After lining up investors and publishers over the last ten months, book subscription site Oyster has launched in an invite-only capacity for the public. Similar to the format of the Netflix and Spotify business model, Oyster allows subscribers to read as many books as they want for a monthly subscription price of $9.95. Featuring publishing partners such as HarperCollins and Houghton Mifflin Harcourt, Oyster has more than 100,000 digital books that are under copyright and would otherwise cost consumers money to purchase the books at retailers like Amazon.
At the moment, Oyster is also negotiating with the other top book publishers in order to expand the content library available for users. Some of the most popular titles currently available on Oyster include Lord of the Rings, Shutter Island, The Hobbit, Water for Elephants, Life of Pi, Fast Food Nation, The Carrie Diaries, The Giver and the C.S. Lewis series of Narnia titles.

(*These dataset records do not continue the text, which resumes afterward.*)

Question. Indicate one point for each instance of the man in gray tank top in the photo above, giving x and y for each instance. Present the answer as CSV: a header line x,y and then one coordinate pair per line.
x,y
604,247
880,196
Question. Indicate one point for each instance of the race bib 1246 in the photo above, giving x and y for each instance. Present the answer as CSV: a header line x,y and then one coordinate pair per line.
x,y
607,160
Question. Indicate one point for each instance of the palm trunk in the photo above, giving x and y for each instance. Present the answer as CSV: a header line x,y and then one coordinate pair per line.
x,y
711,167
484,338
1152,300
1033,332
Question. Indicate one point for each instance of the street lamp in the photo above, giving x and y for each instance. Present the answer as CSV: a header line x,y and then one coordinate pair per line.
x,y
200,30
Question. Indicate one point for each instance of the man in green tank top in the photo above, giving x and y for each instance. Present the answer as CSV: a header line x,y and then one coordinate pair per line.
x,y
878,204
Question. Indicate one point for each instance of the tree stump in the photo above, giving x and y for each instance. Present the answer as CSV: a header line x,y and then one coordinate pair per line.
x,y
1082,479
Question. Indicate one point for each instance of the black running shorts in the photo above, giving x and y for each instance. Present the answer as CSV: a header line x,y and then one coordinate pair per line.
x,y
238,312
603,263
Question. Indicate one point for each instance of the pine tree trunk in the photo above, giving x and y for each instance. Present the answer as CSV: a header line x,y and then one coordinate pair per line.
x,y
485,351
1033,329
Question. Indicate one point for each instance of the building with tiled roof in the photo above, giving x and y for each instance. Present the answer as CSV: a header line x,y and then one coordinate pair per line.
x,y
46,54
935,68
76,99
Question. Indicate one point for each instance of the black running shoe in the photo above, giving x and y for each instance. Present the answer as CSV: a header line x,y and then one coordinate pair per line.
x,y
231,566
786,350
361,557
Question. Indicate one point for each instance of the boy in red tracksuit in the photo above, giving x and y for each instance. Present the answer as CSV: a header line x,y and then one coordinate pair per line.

One caveat to the service is that it’s only available for the iPhone at the moment. While the company plans to launch an iPad application during Fall 2013, Oyster representatives haven’t indicated if Web or Android support is on the way.
Developed by a former designer at Google and Apple, the Oyster iPhone application is quite stunning and fairly easy on the eyes. Oyster has included five different themes that can be applied when reading a book as well as adjustments for text size and brightness level of the screen. Oyster subscribers can use the application to find new titles to read in the book discovery tool as well as search for specific books by title, author or keyword. If you are familiar with the Netflix design when browsing movies, you will be right at home in Oyster when scrolling through book covers.
After setting up an Oyster profile, a subscriber can also set up a reading list. This allows the user to find of all their marked books in one place as well as keep track of the books that have been read over the lifetime of the account. In addition, users can follow other Oyster users and check out what books their friends are reading as well as look at personal ratings of specific books. It’s basically a secondary way to discover new books, very similar to checking out Amazon reviews prior to purchasing a title.
Again similar to Netflix, Oyster has put books into specific collections in order to recommend related books. If you were reading The Hobbit for instance, the recommended related books include other Tolkien books as well as nonfiction inspired by the Lord of the Rings series. Opposite from Netflix, Oyster doesn’t require a persistent Internet connection. Simply download the book first and you can access it offline when sitting on an airplane or in another area that lacks Web access.
If Oyster is successful at recruiting more publishers and expanding to new platforms, it could provide some serious competition to other services. While Amazon’s Kindle Lending Library, available to Amazon Prime users, is certainly a competitor with a larger content library, Amazon’s model only allows users to check out one single book per month as opposed to Oyster’s all-you-can-read model. The public library is also an option for users that don’t want to pay for digital books, however there are often significant waiting times for popular titles and limits on the number of books that can be checked out at any given time.